Without that contract, two runs may both “finish”, but you still cannot answer the important questions:
  • were they using the same parser contract?
  • were they using the same tool surface?
  • was the benchmark split the same?
  • can I replay the failure later?
  • can I diff the run config instead of guessing?
QitOS treats those questions as part of the runtime, not as post-hoc bookkeeping.

Best-effort replay

QitOS currently provides research-grade best-effort replay, not strict byte-for-byte determinism. That means QitOS records enough information to make replay and comparison useful:
  • seed
  • git_sha
  • package_version
  • prompt_protocol
  • parser_name
  • tool_manifest
  • environment summary
  • step/event traces
But QitOS does not promise that remote model providers, web pages, external tools, or challenge environments will behave identically forever. Use the replay contract like this:
  • for debugging and inspection
  • for prompt/parser/tool regressions
  • for benchmark comparison
  • for sharing runs with collaborators
Do not treat it as a promise that a remote model call will always reproduce the same tokens.

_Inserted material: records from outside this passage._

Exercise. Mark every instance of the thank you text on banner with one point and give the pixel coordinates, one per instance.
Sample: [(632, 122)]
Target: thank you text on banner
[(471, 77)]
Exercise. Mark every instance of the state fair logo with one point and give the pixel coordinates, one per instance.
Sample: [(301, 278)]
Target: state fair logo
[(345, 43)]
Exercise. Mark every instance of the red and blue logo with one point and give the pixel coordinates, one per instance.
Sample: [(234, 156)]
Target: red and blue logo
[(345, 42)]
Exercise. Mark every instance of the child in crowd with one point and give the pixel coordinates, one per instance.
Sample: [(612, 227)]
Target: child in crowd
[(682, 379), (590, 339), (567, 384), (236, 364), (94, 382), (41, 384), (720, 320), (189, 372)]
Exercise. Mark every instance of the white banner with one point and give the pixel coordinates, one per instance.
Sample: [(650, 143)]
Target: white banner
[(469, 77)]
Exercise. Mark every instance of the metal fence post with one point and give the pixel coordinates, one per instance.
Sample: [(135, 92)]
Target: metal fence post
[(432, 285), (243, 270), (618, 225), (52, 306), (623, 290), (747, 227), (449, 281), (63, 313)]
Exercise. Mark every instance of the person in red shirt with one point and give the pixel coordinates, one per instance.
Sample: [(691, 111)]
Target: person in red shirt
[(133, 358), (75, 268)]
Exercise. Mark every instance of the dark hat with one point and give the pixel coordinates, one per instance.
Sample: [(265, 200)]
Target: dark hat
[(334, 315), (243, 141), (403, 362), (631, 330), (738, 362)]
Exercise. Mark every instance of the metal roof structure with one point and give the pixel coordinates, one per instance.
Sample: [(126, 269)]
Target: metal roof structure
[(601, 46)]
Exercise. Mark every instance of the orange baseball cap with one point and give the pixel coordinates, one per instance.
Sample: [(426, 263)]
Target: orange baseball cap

Where you see this in practice

Open qita board and qita replay on a trace directory:
qita board --logdir ./runs
qita replay --run ./runs/<run_id>
QitOS surfaces whether a run is official, which replay mode it uses, and the key reproducibility fields that matter when comparing two runs.

Canonical path

For benchmark work, the canonical path is:
qit bench run ...
qit bench eval ...
qit bench replay ...
qit bench export ...
The scripts in examples/benchmarks/ remain available, but they are now thin wrappers around the same official runner contract.